Опускающееся на западе жаркое солнце – какой символ радости и тепла! Оно греет наши сердца, озаряет наш разум, воспламеняет наши души. И ночью сохранится его тепло, оно будет сочиться из-под выгнутого горизонта, бросая вызов ночному холоду. В этом жарком сиянии я передал Маре свою рукопись. Я не мог найти более подходящего момента и более подходящего критика. Зачатое во мраке вручалось для крещения при свете дня. Выражение ее лица подействовало на меня так заразительно, что я ощутил себя посланцем, вручающим ей Благую Весть от самого Создателя. Мне не надо было выяснять ее мнение, все было написано на ее лице. Годами я хранил это воспоминание, и оно оживало передо мной в самые смутные минуты, когда, брошенный всеми, я метался взад и вперед в пустой мансарде чужого города, перечитывал только что написанные страницы и старался вызвать перед мысленным взором лица будущих читателей с таким же, как у нее, выражением искренней любви и восхищения. Если меня спрашивают, представляю ли я себе, когда пишу, какого-то определенного читателя, вижу ли я его, я отвечаю, что не вижу ни одного. Но на самом деле передо мной встает образ огромной безликой толпы, в которой то тут, то там мне удается поймать оживленное пониманием и сочувствием лицо; я чувствую, как постепенно накапливается в этой толпе теплая сердечность, однажды воплотившаяся передо мной в одном-единственном образе; я вижу, как ширится, накаляется и превращается во всепожирающее пламя это тепло. (Только тогда получает писатель должную награду, когда он встречает человека, обожженного тем же огнем, что раздувал он в часы одиночества. Добросовестная критика ничего не значит, ему подавай необузданную страсть, огонь ради огня.).

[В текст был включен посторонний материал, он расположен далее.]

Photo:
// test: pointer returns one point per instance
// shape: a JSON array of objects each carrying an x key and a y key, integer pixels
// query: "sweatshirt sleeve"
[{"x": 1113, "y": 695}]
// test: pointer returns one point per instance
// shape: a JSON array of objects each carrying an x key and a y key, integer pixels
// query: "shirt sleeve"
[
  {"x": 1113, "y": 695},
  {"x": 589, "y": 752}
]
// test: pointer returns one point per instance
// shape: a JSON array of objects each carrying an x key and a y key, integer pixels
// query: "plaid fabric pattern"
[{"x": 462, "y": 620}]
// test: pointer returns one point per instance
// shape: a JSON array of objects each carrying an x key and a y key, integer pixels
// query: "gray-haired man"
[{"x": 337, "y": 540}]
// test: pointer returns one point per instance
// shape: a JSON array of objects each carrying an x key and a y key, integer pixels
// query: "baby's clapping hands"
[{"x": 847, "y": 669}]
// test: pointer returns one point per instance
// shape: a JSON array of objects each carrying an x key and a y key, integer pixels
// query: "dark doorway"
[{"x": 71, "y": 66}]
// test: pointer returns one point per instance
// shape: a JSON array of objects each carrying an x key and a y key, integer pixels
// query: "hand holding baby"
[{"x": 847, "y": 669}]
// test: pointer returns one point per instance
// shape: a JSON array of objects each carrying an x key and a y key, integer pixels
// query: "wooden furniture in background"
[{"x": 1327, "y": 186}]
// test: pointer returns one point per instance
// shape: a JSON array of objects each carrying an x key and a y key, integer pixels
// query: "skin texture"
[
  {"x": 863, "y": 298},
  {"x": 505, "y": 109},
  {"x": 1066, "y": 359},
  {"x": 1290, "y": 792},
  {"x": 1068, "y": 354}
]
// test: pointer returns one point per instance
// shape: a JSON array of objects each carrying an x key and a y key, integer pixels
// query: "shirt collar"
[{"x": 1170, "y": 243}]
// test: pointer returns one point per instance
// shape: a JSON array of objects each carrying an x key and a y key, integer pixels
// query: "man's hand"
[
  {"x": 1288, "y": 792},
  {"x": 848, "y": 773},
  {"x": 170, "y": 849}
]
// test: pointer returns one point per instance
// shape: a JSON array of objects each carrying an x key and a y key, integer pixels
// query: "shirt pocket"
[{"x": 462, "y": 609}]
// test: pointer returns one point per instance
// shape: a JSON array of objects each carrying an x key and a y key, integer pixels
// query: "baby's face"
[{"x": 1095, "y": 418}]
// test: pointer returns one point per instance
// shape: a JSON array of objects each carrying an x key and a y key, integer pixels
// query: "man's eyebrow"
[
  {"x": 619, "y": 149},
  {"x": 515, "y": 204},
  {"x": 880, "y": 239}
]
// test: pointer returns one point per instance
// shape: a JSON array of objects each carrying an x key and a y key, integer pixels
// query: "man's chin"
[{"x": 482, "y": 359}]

Твои друзья считают, что имеют точное представление о твоих возможностях, и когда ты пытаешься совершить что-то лежащее вне пределов этих возможностей, меньше всего рассчитывай на одобрение друзей. Друзья оказываются на высоте положения в минуты твоих крушений – по крайней мере, так было со мной. Тогда они исчезают совершенно или же превосходят самих себя. Несчастье – самое первое связующее звено, несчастье и неудача. Но когда ты испытываешь свои силы всерьез, когда пытаешься совершить что-то новое, лучший друг может оказаться предателем. Он ведь желает тебе только добра и выбирает для этого самый верный путь: ты начни развивать перед ним свой блестящий бред, а он уж постарается, чтобы у тебя опустились руки. Он верит в тебя лишь в пределах твоих возможностей – он-то их знает! Предположить, что ты способен на нечто большее – значит лишить его душевного равновесия, нарушить привычный ход времени, – и как же тогда быть со взаимной дружбой? Вот почему, если человек решается на отчаянно смелое дело, если пускается, скажем так, в авантюру, он должен разорвать все прежние связи – это почти закон. Он должен удалиться в пустыню и, лишь отбросив от себя прошлое, отряхнув прах его, может возвращаться и выбирать себе ученика. Не имеет значения, каким окажется этот ученик – смышленым или тупым, – важно, чтобы он до конца поверил в своего учителя. Чтобы семя дало росток, нужен кто-то, человек, найденный в толпе, для демонстрации такой веры. Художники, подобно великим религиозным вождям, всегда проявляют удивительную проницательность в выборе. Для такой цели они не выбирают какого-нибудь ладного красавца, чаще всего это скромняга – заурядный, ничтожный, а то и просто смешной человечек.